Methods We performed a statistical analysis of a nested case control. Two hundred sixteen infants born of very low birth weight at the University Pediatric Hospital between 1999 and 2003 who survived to discharge were included. Patients with gastrointestinal conditions, birth defects, and those who were transferred to another institution during the first week of life were excluded from the study. The group of analysis was derived by pairing all the SGA infants with AGA infants by sex, year of birth, and birth weight (within 100 g). Data were obtained from the Vermont Oxford Network forms. Growth rate was defined as grams gained per kilogram of birth weight per day. We used two-sample t-test to determine the difference in growth rate between groups, and x2 for the evaluation of categorical variables. Odds ratio was determined to assess the impact of morbidity elements. Simple regression was used to establish the effect of morbidities on growth rate.

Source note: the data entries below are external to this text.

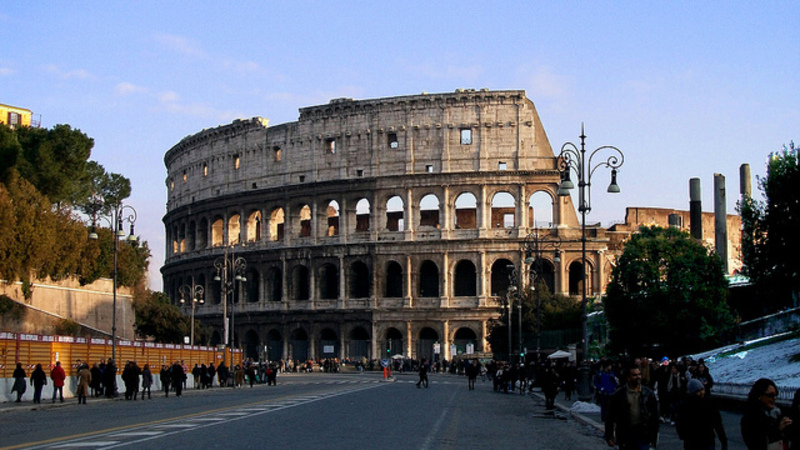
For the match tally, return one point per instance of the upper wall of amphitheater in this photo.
(466, 131)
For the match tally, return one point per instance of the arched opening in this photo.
(275, 284)
(252, 286)
(429, 211)
(501, 277)
(359, 280)
(328, 282)
(394, 280)
(540, 210)
(464, 340)
(576, 279)
(276, 225)
(362, 215)
(359, 343)
(428, 279)
(274, 345)
(466, 279)
(298, 345)
(394, 342)
(300, 288)
(328, 343)
(332, 213)
(234, 229)
(545, 274)
(254, 226)
(202, 235)
(251, 345)
(466, 211)
(427, 338)
(504, 208)
(305, 221)
(395, 218)
(217, 230)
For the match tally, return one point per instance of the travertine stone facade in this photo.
(371, 227)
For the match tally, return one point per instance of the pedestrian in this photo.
(147, 381)
(110, 379)
(20, 382)
(423, 375)
(632, 421)
(58, 376)
(165, 378)
(38, 381)
(698, 420)
(84, 381)
(763, 422)
(178, 376)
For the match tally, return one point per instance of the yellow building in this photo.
(14, 116)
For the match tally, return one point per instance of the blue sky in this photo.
(684, 89)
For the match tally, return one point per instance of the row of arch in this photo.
(300, 345)
(357, 282)
(251, 227)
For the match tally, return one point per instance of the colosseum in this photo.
(371, 227)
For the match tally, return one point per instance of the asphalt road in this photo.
(342, 411)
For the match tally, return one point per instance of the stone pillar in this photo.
(720, 220)
(695, 209)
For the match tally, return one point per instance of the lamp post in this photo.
(195, 292)
(116, 217)
(574, 159)
(230, 269)
(532, 247)
(513, 291)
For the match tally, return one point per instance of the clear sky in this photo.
(684, 89)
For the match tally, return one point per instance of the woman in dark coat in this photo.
(38, 380)
(763, 423)
(20, 384)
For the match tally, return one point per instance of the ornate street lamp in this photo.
(532, 247)
(573, 160)
(116, 218)
(230, 269)
(195, 292)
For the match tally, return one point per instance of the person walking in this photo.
(20, 379)
(698, 420)
(763, 422)
(423, 374)
(147, 381)
(632, 421)
(84, 381)
(178, 377)
(58, 376)
(38, 381)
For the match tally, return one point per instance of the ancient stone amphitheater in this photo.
(371, 227)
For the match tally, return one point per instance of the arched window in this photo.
(362, 215)
(429, 211)
(234, 229)
(540, 210)
(466, 279)
(394, 280)
(359, 280)
(300, 288)
(428, 279)
(276, 225)
(504, 208)
(395, 218)
(466, 211)
(333, 218)
(501, 273)
(328, 282)
(305, 221)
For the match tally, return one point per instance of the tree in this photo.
(667, 294)
(770, 241)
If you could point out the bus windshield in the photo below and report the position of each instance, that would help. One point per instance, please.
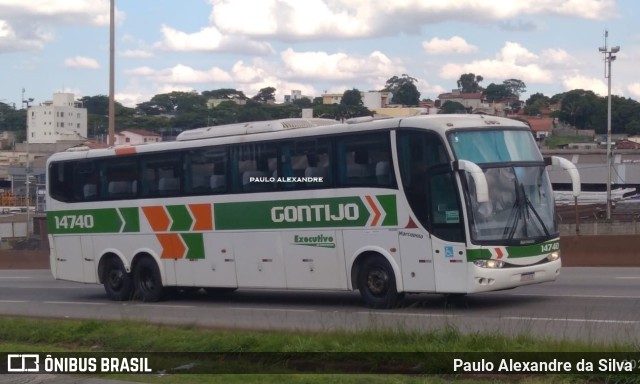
(494, 146)
(521, 204)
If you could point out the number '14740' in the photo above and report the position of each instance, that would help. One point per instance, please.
(74, 221)
(550, 247)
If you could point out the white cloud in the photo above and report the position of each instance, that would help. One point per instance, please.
(136, 54)
(456, 44)
(634, 89)
(597, 85)
(312, 19)
(338, 66)
(29, 25)
(513, 61)
(81, 62)
(207, 40)
(558, 58)
(181, 75)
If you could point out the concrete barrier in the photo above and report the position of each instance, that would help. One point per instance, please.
(576, 251)
(600, 251)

Results The mean birth weight for all the infants was 1,105 g (± 223 g), mean gestational age was 30 weeks (± 2.7 weeks), and mean growth rate was 13.4 g/kg/d (± 6.8 g/kg/d). The mean growth rate for AGA was lower (11.9 g/kg/d ± 7.6) than that of SGA infants (14.9 g/kg/d ± 5.5), resulting in a statistically significant difference in the extrauterine growth rate of AGA and SGA infants (p = .0000). Odds ratio analysis showed a higher risk of bronchopulmonary dysplasia (OR = 0.3), low APGAR (OR = 0.4), and sepsis (OR = 0.4) for the AGA group. When all variables were analyzed using the lineal regression model, only having a low APGAR score (p = .02) and being SGA (p = .0004) produced a difference in the growth rate of statistical significance. We conclude that the growth patterns of SGA and AGA infants are different and that the disparity in growth rate is not explained by the differences in the incidence of morbidities that affect extrauterine growth. Other elements, such as differences in the utilization of nutrients by SGA infants, should be evaluated in the future.